Sonó la sirena. Nuevas caras, salidas del Central, aparecieron en la bodega. La tertulia se deshizo… Menegildo estaba excitado por sus cinco copas de ron. Tenía ganas, indistintamente, de reír fuerte, de acariciar a su mujer o de reñir con alguien. Un nervioso deseo de acción le hacía mirar las torres trepidantes del Ingenio, con ganas de escalarlas… ¿Y Longina? No sabía de ella desde la noche de la agresión. ¿Y el desgraciao ese…? ¡Si lo hubiera visto aquella noche, habría pasado algo serio! Antonio tendría la prueba de que sabía portarse como un macho… Mascullando insultos, Menegildo palpaba la vaina de su cuchillo.

Varios “conocíos” lo acompañaban en la ruta, alejándose del caserío. Poco a poco fueron perdiéndose en los senderos que desembocaban a la arteria polvorienta y maltrecha.
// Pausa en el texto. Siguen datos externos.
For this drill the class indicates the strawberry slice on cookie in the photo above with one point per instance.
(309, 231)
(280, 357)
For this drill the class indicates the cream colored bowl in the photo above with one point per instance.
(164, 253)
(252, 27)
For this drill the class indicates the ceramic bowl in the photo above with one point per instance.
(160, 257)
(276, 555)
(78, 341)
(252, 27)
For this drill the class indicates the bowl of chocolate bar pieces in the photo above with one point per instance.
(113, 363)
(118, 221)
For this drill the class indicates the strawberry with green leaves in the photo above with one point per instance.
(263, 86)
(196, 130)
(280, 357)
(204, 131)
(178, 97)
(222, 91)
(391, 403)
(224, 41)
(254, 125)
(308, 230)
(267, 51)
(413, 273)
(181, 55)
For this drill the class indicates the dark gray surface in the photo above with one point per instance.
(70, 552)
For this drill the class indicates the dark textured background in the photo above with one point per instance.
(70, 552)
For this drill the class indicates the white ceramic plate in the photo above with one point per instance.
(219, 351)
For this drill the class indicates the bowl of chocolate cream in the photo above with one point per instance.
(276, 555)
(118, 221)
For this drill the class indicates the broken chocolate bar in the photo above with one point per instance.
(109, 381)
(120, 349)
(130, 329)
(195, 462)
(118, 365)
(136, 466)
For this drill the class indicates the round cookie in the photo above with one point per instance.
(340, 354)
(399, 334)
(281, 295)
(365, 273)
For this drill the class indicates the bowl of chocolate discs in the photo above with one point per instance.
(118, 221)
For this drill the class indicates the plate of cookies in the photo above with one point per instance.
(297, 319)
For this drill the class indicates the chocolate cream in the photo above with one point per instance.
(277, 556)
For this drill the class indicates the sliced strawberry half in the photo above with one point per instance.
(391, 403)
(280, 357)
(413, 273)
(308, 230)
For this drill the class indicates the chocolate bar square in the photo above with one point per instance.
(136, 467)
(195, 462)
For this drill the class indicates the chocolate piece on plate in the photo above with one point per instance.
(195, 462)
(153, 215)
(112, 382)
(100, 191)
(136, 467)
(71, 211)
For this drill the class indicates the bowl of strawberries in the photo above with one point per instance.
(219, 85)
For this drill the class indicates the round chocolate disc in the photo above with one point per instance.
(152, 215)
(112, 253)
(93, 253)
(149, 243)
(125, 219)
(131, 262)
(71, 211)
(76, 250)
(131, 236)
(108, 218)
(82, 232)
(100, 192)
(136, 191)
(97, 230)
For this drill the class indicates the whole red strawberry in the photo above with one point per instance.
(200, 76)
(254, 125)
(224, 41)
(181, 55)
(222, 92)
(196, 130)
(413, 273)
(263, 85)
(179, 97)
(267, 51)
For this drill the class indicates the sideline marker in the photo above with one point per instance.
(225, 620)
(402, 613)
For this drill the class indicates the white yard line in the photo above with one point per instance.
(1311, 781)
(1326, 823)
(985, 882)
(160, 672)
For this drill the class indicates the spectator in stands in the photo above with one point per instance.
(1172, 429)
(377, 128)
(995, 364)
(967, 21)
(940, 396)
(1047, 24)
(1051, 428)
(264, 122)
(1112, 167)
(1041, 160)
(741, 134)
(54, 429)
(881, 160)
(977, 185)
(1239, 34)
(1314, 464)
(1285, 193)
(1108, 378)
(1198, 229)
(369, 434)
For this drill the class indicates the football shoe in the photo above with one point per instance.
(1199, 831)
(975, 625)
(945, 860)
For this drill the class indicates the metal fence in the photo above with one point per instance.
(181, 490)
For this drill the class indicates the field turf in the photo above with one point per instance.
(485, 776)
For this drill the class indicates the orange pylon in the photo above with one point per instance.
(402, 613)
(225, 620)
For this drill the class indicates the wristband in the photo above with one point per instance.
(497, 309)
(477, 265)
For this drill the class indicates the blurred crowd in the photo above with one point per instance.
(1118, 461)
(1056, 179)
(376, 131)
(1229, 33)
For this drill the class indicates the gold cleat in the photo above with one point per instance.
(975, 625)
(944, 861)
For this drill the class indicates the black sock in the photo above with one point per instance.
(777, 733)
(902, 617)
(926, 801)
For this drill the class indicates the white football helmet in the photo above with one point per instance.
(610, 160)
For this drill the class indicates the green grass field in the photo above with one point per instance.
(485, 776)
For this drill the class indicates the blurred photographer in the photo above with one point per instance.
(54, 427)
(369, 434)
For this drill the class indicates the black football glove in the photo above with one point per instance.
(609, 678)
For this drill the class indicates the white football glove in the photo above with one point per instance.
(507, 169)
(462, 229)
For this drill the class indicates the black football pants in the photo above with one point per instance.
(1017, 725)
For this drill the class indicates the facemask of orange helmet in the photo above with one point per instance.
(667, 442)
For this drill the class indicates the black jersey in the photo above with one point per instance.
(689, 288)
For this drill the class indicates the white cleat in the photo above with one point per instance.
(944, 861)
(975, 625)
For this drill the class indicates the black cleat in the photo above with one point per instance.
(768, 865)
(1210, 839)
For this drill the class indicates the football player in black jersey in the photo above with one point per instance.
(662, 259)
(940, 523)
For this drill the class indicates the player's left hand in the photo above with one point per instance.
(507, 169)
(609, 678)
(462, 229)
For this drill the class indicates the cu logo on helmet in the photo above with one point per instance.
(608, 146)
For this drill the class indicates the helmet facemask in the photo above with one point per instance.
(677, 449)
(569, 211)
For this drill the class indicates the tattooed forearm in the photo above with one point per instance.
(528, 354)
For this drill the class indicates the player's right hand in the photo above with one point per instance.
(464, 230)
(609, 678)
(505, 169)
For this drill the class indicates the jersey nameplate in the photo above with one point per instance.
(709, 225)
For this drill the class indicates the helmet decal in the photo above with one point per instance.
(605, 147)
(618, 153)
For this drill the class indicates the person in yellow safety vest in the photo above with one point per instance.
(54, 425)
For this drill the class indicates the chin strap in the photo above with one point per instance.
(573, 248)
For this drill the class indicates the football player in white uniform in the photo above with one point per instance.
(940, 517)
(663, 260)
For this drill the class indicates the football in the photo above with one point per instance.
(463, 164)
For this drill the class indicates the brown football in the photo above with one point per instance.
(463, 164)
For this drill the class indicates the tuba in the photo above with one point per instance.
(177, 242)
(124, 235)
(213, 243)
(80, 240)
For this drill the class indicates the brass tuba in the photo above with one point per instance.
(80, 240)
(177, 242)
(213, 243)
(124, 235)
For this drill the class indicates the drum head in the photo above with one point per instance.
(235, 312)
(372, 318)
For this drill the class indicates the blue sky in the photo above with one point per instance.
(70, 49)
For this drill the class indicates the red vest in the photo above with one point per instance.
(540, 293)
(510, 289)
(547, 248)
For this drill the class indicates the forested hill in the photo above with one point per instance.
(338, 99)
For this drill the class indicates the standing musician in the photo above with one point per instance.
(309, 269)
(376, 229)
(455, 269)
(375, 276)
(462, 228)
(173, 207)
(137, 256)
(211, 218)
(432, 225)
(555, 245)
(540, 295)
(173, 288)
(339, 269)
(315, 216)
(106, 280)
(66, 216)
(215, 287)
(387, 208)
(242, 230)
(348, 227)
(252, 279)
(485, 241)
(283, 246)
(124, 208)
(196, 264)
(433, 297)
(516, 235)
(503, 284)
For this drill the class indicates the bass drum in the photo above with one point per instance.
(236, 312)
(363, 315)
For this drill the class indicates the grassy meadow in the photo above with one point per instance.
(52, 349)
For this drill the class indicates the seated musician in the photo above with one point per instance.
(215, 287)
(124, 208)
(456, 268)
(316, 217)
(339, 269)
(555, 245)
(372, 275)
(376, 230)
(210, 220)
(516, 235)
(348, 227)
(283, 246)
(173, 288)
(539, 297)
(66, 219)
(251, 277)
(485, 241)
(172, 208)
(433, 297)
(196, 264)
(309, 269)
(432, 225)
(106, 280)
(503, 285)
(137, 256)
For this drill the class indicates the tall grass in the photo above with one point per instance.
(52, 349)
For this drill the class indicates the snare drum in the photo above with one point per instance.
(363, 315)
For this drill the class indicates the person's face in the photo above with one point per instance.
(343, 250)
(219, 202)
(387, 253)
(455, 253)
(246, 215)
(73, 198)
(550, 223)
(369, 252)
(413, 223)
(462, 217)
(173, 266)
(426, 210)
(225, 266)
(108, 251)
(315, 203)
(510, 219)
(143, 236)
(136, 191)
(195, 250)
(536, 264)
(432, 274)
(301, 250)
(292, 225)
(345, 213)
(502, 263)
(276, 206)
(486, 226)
Menegildo quedó solo. Una sorda exasperación le hizo apretar el paso. Ahora iba dando saltos, sin sentir cansancio, llevado por los resabios del alcohol. Estaba furioso, estaba alegre. Recogía guijarros y los tiraba contra los árboles… La luna, verdosa, remataba una cuesta en la carretera, como alegoría de la salud en anuncio de reconstituyente. Sobre esa luna había un habitante: una silueta engrandecida por una jaba… Menegildo sintió una curiosidad apremiante, casi enfermiza, por ver quién era aquel transeúnte de astros.

Echó a correr, camino arriba, hasta ser nueva sombra en el disco luminoso… Las palmacanas, húmedas de rocío, habían puesto sordina a su crepitar de aguacero.

28 El macho

Serían las cinco de la tarde cuando la pareja de la guardia rural arrestó a Menegildo.

No se le acusaba -por casualidad- de hacer propaganda comunista ni de atentar contra la seguridad del Estado.

Era sencillamente que el haitiano Napolión había sido hallado en una cuneta de la carretera, casi desangrado, con un muslo abierto por una cuchillada.